West v. Lawrence

285 So. 2d 589 | La. Ct. App. | 1973

MILLER, Judge.

Defendant Charles H. Lawrence, Jr., appeals the trial court judgment rejecting his reconventional demand (wherein he sought $250,000 from plaintiff) and recognizing plaintiff Alice Sneed West’s right to enforce a foreign $53,030.02 judgment granted to Alice Sneed West Langley. The $53,030.02 judgment was granted by the U.S. District Court for the Southern District of Texas. We affirm in part and remand for evidence on Lawrence’s peremptory exception of no right of action, which exception was first filed in this court.

*590We pretermit consideration of Lawrence’s appeal concerning the enforceability of the U.S. court judgment because we are remanding the case to the trial court to take evidence on Lawrence’s exception of no right of action.

The exception is not relevant to Lawrence’s reconventional demand wherein he claimed that Mrs. West owed him $250,000. The merits of Lawrence’s appeal as to the dismissal of his reconventional demand are therefore before us.

The only proof adduced to support that claim is Lawrence’s unsupported testimony that someone, at some indefinite point in time, became indebted to him for the sum of $250,000. Lawrence’s estimate of the amount he claims varied from “many hundreds of thousands of dollars” (Tr. 109), to a “non-speculative” estimate of $250,000 (Tr. 118), to an uncertain amount (Tr. 113, 116). The date when the debt became due was also uncertain.

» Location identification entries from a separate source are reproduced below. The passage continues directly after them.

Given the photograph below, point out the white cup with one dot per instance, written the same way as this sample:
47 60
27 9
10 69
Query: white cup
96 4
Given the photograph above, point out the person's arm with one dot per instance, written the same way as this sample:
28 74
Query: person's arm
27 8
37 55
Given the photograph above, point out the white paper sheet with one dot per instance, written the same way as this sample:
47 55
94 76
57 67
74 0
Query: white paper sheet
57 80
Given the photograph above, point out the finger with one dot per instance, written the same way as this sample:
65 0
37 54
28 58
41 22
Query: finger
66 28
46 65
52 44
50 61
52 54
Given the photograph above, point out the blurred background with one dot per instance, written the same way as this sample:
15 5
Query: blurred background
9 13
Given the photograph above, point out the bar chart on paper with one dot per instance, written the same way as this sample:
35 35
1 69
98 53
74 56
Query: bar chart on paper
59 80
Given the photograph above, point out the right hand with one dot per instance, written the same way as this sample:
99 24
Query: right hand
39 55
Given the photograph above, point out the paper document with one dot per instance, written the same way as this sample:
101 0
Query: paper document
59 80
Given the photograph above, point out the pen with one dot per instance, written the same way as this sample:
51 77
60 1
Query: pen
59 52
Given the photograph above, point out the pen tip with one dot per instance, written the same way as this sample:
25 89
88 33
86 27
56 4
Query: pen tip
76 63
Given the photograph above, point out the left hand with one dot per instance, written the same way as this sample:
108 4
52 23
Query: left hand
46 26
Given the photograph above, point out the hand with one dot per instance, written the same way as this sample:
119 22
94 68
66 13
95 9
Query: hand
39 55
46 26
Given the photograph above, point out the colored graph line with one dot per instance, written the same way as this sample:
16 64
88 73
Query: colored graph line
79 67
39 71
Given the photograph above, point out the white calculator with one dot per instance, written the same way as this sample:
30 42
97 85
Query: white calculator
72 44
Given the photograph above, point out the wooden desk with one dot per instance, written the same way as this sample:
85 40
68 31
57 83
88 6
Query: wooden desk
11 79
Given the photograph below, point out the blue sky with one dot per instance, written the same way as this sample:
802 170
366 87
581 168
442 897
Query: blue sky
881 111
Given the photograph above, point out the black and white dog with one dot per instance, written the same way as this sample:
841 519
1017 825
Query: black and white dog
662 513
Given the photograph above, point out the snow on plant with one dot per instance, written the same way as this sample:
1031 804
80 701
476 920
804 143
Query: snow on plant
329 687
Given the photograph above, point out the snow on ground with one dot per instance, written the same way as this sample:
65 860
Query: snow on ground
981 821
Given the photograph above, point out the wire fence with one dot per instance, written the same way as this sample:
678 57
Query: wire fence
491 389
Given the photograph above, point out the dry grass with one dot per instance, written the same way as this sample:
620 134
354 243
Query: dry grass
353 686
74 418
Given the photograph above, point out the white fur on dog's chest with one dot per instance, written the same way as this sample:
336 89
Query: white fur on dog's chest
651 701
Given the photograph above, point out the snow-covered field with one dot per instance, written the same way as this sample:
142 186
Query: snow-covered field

LSA-C.C. Art. 2232 provides that one claiming the existence of an obligation must prove it. The trial court properly determined that Lawrence failed to prove his reconventional demand and that portion of the trial court judgment is affirmed.

Through the peremptory exception of no right of action filed in this court, Lawrence for the first time challenges the right of Alice Sneed West to the U.S. court judgment rendered in favor of Alice Sneed West Langley. No proof of the identity of Mrs. West as being the same person as Alice Sneed West Langley was introduced, other than a prefatory remark in her petition which was not specifically addressed or denied by Lawrence.

Mrs. West’s position is that since this prefatory remark as to her identity was not specifically denied, it is deemed admitted, pursuant to LSA-C.C.P. Art. 1004. This article requires that “[t]he answer shall admit or deny the allegations of fact contained in each paragraph of the petition. . . . ” (Emphasis added.) The equation of Mrs. West with Alice Sneed West Langley appears in the prefatory section to the numbered paragraphs. Since Lawrence was not technically required to admit or deny what was contained in this section, we find that no admission existed, and the record is thus lacking in proof of the ownership of the U.S. court judgment. This interpretation is supported by LSA-C.C.P. Art. 865 which provides that “Every pleading shall be so construed as to do substantial justice.” To place an overly restrictive interpretation upon the rules of pleading and possibly allow recovery to a plaintiff who may have no interest in the suit would not fulfill the ends of justice.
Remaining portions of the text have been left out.